“No,” she said, taking my hand and leading me through a pair of double doors. “I have a good friend who’s an emergency room doctor. We went to med school together.” Her voice was a low whisper. “We were talking a few weeks ago about unusual cases; I mentioned some of the things we’d discussed. Then last night she called me.” As we moved along the quiet corridor, she looked about nervously. “I promised her that you wouldn’t use her name. HIPAA violations are seriously frowned upon, but when she told me about the woman’s fingertips, I came to see. That’s when I called you.” We stopped at a private room where beeps came from behind the door. Tracy squeezed my hand and whispered excitedly, “Wait until you see this!”
My heart raced as we approached the woman in the bed. She was connected to multiple tubes and equipment. Her right cheek was swollen and purple and her eyes were closed. Tracy reached for the unconscious woman’s hand and turned it palm upward. Her fingertips were white, the skin freshly burned.
I gasped. “Has she spoken? Does anyone know what happened?”
Tracy shook her head. “No, she was found near Woodward Avenue and Richton Street, running and stumbling with no coat or shoes. A motorist picked her up and brought her here. The man said that she was barely conscious when he found her, but by the time he arrived, she was passed out.”
“Did she say anything to him? Have the police been called?”
“I don’t know any more from the man who brought her here. Even what I’ve told you is classified. DPD came when she first arrived, but nothing can be done without her statement.”
I scanned her from head to toe: only her upper chest, head, and arms were visible. “Other injuries?”
Tracy nodded. “Again, I haven’t been told much. We need to get out of here before someone finds us. That’s why I wanted you to come now, before the morning commotion.”
“We passed the nurses’ station,” I reminded her.
“I have a few friends. Officially we’ve never been here.”
I touched the woman’s arm and thought about the victims in Tracy’s morgue. Thankfully, despite what she’d been through, this woman was warm.
“Let’s get out of here,” Tracy said. “As long as you promise her anonymity, my friend who was the attending doctor last night said she’d talk with you.”
I agreed.
A few minutes later we were seated in the hospital’s cafeteria, nursing cups of hot coffee and talking with Dr. Jennings, a young woman of Asian descent, with tired eyes and pulled-back hair.
“I can’t go on record,” she began.
I shook my head. “You won’t. I promise. Thank you for speaking to me.”
She nodded toward Tracy. “She told me what you’ve been trying to do. As soon as I saw the fingertips, I remembered Tracy’s stories. That’s why I called.”
“Did the patient say anything?”
“No, she’s been unconscious since she arrived. Not only is she injured, but she was suffering from hypothermia. I think it was near twenty degrees last night.”
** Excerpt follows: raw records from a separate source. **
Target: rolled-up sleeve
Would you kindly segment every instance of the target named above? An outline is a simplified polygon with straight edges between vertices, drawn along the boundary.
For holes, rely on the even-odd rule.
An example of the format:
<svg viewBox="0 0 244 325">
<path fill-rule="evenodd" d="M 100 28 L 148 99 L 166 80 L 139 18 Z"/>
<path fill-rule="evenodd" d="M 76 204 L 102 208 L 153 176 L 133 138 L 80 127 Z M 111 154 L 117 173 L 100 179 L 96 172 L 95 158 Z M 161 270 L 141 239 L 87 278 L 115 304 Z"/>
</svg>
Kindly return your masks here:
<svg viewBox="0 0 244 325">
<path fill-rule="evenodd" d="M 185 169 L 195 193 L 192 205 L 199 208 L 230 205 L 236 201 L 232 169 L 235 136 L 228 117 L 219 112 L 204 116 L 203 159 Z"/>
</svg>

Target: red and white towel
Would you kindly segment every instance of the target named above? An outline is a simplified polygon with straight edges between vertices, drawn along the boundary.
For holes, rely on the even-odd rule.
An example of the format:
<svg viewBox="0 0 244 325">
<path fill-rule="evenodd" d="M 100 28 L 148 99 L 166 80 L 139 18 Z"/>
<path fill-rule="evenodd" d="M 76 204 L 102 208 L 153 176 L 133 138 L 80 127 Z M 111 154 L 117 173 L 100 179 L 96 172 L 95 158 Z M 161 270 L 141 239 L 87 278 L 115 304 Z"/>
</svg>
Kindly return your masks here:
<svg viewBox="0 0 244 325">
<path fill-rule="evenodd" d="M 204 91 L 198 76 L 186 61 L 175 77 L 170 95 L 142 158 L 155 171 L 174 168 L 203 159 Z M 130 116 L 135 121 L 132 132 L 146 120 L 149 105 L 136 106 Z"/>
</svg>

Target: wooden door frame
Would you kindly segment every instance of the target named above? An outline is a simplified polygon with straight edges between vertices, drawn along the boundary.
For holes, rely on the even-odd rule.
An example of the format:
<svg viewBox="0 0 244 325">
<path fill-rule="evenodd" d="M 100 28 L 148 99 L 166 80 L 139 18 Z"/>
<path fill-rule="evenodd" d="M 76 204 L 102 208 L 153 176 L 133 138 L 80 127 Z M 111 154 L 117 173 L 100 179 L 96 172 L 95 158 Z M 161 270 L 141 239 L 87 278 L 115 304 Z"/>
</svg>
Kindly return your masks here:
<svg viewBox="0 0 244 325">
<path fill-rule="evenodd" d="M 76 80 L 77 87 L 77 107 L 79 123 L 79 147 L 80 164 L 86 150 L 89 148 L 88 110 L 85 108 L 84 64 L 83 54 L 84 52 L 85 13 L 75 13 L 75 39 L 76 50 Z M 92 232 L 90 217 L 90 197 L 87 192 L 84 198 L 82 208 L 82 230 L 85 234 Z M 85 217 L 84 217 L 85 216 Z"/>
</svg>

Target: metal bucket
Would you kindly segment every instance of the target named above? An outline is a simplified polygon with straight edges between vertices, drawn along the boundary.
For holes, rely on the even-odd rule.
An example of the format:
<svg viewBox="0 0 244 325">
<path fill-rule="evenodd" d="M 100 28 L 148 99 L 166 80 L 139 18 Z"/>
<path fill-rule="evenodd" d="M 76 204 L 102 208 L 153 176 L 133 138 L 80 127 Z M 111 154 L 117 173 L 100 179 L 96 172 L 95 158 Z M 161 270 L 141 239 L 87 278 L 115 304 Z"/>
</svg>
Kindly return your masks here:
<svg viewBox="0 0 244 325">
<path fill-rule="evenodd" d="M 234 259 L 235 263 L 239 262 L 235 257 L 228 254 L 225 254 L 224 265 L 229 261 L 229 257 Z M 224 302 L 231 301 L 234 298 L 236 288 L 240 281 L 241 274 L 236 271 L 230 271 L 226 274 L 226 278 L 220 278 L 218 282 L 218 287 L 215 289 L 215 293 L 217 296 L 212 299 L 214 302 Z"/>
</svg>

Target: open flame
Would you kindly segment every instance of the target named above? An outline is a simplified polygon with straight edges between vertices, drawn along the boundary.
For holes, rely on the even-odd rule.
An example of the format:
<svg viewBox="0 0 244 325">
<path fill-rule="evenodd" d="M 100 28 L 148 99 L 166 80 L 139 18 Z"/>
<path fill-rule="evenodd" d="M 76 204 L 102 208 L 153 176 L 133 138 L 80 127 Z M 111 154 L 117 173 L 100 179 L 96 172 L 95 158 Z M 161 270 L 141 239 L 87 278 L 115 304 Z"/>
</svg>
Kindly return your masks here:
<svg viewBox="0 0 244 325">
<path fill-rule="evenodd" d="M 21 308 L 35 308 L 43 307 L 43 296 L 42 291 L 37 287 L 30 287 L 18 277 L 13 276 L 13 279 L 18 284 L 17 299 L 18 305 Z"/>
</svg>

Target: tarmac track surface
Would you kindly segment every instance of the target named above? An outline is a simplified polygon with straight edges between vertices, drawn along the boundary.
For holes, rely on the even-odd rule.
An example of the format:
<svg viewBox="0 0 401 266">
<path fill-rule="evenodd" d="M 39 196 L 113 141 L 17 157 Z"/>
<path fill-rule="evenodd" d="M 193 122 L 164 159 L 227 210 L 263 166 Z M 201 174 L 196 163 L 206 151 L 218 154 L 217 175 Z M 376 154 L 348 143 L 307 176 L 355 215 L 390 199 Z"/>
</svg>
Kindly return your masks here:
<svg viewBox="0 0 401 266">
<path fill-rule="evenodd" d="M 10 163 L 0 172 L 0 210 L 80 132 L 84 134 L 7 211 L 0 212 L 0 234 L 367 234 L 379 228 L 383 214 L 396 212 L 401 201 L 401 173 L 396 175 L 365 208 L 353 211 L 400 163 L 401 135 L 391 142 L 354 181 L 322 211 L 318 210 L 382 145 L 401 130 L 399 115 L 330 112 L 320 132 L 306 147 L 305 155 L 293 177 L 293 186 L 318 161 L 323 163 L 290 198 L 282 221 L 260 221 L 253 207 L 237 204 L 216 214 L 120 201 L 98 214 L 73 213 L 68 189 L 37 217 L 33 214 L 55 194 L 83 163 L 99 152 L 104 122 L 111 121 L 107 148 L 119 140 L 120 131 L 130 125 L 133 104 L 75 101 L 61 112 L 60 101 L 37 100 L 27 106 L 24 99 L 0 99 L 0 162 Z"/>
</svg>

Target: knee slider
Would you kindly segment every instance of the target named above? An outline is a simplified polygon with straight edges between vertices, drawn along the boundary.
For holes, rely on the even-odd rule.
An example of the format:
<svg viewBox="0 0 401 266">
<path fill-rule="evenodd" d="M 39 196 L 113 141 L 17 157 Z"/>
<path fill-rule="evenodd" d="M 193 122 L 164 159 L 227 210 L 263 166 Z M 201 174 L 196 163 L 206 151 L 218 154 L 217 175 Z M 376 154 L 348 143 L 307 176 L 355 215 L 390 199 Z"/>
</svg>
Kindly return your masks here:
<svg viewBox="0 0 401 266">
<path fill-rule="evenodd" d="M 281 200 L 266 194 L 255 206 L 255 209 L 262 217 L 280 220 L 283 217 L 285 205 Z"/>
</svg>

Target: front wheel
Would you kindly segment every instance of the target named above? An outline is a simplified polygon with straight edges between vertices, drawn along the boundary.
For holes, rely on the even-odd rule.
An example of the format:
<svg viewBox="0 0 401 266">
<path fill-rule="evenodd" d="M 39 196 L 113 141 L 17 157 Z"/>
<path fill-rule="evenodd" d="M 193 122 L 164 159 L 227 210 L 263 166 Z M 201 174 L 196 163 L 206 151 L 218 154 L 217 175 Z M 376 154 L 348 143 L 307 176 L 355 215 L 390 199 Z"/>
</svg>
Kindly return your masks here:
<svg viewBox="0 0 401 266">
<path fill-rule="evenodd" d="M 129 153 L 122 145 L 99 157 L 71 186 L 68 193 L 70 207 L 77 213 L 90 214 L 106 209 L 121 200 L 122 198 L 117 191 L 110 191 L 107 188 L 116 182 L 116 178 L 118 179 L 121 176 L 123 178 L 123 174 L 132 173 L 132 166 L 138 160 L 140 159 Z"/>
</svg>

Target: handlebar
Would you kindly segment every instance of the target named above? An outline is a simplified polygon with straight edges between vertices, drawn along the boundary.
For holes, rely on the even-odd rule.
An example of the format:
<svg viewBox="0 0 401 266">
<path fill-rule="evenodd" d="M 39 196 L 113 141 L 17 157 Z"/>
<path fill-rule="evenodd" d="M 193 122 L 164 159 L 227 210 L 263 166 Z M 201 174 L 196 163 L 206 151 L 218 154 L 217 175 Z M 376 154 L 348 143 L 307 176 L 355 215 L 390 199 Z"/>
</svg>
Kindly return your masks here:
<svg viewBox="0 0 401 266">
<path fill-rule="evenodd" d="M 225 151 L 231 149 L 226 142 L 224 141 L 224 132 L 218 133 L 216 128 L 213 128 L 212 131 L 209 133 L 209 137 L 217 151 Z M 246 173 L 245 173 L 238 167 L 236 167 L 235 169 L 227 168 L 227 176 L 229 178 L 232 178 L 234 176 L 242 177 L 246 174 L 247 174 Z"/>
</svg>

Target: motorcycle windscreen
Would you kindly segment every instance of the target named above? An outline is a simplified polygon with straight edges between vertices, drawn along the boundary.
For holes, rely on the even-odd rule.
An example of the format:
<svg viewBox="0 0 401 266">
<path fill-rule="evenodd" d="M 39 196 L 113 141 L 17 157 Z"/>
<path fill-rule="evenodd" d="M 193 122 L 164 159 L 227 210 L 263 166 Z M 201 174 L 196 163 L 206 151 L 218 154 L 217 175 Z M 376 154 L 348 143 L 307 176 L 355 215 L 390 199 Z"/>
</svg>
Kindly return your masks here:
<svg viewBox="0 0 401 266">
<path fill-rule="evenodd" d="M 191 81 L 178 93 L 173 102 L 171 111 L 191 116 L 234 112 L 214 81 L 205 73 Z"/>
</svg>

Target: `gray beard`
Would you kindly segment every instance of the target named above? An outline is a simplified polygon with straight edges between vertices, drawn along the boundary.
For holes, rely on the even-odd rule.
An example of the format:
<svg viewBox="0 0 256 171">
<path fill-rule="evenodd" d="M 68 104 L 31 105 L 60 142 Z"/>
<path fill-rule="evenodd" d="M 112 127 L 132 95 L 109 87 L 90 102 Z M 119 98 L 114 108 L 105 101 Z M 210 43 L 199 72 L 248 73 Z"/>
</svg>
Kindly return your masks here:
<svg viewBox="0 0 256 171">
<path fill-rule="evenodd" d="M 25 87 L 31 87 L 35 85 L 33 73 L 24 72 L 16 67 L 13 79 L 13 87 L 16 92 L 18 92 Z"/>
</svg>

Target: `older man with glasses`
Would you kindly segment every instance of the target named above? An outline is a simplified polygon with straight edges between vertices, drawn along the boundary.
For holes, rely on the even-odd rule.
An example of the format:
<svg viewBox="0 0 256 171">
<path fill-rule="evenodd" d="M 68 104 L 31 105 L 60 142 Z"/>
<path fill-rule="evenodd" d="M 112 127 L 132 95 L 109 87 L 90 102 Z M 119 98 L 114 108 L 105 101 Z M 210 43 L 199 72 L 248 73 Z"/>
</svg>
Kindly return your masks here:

I took a deep breath. “What about the Good Samaritan who brought her in? Did she say anything to him?”
Dr. Jennings shook her head. “He said she was incoherent, all she talked about was a light.” Dr. Jennings rubbed her temples. “The poor man said he kept telling her not to go toward it. I think he was afraid she might die right there in his car.”
My entire body trembled. I needed to speak with this woman or even the man who had saved her. A light had to be The Light, it just had to be. This would be the connection to the dead women.
Dr. Jennings agreed that I could wait for the woman to regain consciousness, and if that happened before her identity was learned and her family or the police stepped in with an order prohibiting visitors, I could talk to her.
I waited impatiently, wishing I’d brought my laptop to record my observations and nursing my third cup of coffee. Without food, my stomach continued to twist, creating knots upon knots. Perhaps that was why I startled when one of the nurses from the ICU tapped my shoulder. “Miss Montgomery?”
“Oh! Yes, is the patient awake?”
“No, ma’am, not yet; however, there’s a call for you at the nurses’ station.”
I straightened my shoulders. “For me?”
“Yes, ma’am. He asked that I get you.”
I nodded. “OK”—I stood—“thank you.”
As I followed the larger woman in dark-blue scrubs, my mind searched for who could possibly be calling me at the hospital. It wasn’t yet seven in the morning, and I hadn’t even told Bernard or Foster where I was.
“Hello?” I asked tentatively.
“Stella Montgomery?”
My forehead furrowed. “Yes?”
“My name’s Paul. I’m the man who found the woman last night on Woodward. I have a few minutes before work if you’d like to get my statement.”
My tired mind came to life. “Yes, Paul. Thank you, I’d love to do that. Thank you so much for helping her and talking to me. Can I get your last name, and where I can meet you?”
“I’d rather do this off the record, so no last name. But I want to help that lady. I work at a dry cleaner on Grand Boulevard in New Center. Martin’s. Can you meet me there?”
My body tingled with excitement. “Yes, I understand. I won’t use your name. I’ll be there in less than half an hour.”
“It’s kind of busy this time of day, but there’s a flat lot two blocks away behind Market on State Street.”
Behind Market on State, I made a mental note.